Flashback to Japan, 2010.
When I called home I had nothing much to report. My trip was one amazing adventure after another, with only minor hiccups to colour the background. Responsible son that I am, I periodically called home to check in with everyone and to let my family know that I was alive and well.
An unflinching Pacific sun shone down as I leaned into the shade of the pay phone, filling in the details of my trip to my dad. It wasn't until I had spewed up my yoloing that he started to tell me what was new back home. And it wasn't good. My grandpa was sick, and was staying with him until further notice. The precise nature of the illness wasn't conveyed, and for whatever clueless reason I didn't press for further details. He was, after all, old. Old people get sick, no big deal. After a moment the conversation shifted back to more pleasant ground before I hung up, departing once more to hunt down some adventure. I would be heading off the grid for a few days to refresh, to slow down and disconnect. No internet, no pay phones — just beaches and maps and campfires, bugs and sunburns and B.O. The simple things. The things that remind us that we are human beings, that we are universal and unique.
A few days later I got back to a hostel and checked my email. My grandpa had died.
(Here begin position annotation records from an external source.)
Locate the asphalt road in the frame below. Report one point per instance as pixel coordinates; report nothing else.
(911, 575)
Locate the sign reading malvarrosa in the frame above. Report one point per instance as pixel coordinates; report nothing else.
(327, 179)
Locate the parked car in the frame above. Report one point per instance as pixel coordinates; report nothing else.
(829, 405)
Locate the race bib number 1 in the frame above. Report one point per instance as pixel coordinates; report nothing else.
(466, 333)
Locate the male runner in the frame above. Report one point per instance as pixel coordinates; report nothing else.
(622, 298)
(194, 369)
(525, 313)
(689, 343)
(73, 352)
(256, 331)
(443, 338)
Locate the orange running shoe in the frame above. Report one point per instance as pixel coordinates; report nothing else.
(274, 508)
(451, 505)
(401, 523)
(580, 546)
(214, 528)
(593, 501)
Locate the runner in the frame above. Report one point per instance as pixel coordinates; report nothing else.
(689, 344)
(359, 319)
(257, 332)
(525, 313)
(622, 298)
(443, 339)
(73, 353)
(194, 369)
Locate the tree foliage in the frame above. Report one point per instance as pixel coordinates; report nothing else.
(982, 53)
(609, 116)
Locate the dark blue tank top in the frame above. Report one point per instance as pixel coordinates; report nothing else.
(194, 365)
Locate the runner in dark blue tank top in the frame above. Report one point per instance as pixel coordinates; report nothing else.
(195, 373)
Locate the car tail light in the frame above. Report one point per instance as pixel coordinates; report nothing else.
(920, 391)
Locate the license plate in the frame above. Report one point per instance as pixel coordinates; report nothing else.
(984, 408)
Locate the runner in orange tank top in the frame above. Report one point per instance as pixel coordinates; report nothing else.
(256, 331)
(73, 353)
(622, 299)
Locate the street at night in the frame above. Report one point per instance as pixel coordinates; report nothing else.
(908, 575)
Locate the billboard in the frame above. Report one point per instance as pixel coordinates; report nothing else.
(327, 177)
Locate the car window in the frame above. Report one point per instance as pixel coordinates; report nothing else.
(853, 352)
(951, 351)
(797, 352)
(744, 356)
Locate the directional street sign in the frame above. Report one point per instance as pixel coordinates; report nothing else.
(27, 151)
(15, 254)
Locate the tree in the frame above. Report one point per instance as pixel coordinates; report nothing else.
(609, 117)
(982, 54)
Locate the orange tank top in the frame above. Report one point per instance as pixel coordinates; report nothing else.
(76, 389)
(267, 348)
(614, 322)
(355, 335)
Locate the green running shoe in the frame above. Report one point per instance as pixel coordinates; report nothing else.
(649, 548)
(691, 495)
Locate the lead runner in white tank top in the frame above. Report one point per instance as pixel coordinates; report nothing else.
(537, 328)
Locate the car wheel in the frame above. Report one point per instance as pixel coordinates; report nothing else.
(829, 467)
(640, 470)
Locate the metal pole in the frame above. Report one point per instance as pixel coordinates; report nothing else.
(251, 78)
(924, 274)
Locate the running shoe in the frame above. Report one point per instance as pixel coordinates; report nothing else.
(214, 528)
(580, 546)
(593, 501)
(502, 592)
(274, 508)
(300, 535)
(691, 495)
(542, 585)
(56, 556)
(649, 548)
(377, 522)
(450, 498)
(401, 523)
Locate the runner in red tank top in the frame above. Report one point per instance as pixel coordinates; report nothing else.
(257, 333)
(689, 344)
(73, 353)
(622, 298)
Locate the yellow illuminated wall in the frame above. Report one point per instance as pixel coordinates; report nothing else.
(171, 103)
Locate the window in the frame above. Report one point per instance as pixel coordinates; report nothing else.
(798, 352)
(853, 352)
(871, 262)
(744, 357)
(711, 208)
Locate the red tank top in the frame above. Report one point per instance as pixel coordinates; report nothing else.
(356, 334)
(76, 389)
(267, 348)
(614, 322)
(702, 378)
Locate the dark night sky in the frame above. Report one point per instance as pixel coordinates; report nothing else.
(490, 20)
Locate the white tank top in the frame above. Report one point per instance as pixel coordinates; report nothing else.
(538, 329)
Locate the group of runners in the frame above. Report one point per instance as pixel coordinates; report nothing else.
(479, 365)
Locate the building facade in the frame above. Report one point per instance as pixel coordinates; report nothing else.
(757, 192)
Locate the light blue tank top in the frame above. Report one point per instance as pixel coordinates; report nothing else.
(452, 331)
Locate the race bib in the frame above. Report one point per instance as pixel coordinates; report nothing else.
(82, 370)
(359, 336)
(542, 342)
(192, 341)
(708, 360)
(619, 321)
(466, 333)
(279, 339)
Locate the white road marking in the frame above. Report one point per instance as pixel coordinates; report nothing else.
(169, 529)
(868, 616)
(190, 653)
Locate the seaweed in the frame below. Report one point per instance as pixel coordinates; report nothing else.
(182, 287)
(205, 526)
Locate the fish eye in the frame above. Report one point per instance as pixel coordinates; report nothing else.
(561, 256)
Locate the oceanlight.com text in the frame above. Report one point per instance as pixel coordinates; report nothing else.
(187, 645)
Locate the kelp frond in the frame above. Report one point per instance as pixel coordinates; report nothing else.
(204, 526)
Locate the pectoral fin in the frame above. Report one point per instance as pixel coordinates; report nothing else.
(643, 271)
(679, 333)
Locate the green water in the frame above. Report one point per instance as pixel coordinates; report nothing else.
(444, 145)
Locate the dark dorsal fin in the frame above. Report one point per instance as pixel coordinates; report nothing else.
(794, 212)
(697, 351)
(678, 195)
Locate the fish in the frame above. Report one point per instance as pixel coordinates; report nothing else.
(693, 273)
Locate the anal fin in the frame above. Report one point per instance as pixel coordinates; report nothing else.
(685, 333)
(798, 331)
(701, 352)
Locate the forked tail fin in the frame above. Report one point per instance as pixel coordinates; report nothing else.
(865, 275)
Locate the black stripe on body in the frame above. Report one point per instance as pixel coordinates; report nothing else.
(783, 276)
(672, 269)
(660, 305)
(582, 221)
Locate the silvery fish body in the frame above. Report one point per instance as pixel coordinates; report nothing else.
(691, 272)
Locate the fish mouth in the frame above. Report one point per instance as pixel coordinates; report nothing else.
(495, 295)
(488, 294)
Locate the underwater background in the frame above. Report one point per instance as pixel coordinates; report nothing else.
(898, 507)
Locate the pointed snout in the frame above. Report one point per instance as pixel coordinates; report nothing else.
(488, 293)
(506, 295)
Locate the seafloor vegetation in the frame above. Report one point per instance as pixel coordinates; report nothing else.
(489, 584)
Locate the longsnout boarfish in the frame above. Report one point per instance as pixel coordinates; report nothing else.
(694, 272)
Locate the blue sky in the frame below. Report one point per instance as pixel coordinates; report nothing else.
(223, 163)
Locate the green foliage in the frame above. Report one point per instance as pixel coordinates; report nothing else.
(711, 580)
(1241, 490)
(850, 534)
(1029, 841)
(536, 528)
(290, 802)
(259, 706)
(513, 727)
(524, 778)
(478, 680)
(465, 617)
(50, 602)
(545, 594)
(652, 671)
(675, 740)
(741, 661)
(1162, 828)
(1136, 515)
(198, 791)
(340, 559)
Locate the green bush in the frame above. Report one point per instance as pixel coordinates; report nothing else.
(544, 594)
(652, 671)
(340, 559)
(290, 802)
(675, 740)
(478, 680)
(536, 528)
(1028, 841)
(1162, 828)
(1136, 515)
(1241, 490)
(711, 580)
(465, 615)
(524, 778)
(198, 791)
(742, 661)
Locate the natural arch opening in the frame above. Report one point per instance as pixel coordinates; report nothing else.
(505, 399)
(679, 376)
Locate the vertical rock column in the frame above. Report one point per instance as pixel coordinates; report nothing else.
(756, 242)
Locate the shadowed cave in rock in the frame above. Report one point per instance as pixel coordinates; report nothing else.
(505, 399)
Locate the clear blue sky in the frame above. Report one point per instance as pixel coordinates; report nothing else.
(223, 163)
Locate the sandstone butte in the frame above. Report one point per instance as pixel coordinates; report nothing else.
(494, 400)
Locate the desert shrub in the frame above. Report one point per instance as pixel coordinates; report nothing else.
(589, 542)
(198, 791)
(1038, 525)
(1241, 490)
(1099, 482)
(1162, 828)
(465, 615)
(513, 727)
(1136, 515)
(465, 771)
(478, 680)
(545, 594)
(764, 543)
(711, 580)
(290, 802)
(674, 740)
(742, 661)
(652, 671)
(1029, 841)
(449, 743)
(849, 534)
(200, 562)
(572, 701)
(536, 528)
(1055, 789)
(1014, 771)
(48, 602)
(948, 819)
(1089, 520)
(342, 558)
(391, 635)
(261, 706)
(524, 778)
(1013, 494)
He passed away in the Greater Town of Napanee, surrounded by family during his final days. I suppose that's one of the better ways to go. But I wasn't there. By the time I could get to an airport and book a flight across the ocean I would have already missed the funeral. I was coming home in a few weeks anyway, so my family encouraged me to stay. So I waited. As my family arranged and attended a funeral, I fluctuated between moping on the beach and moping in a dorm room. Here and there I battened down the emotional hatches and enjoyed the long hours of foreign sunshine and quiet strolls down hectic streets. But the price had been paid.
Exactly twenty days before my grandpa died I mailed him a postcard. I don't know if he got it.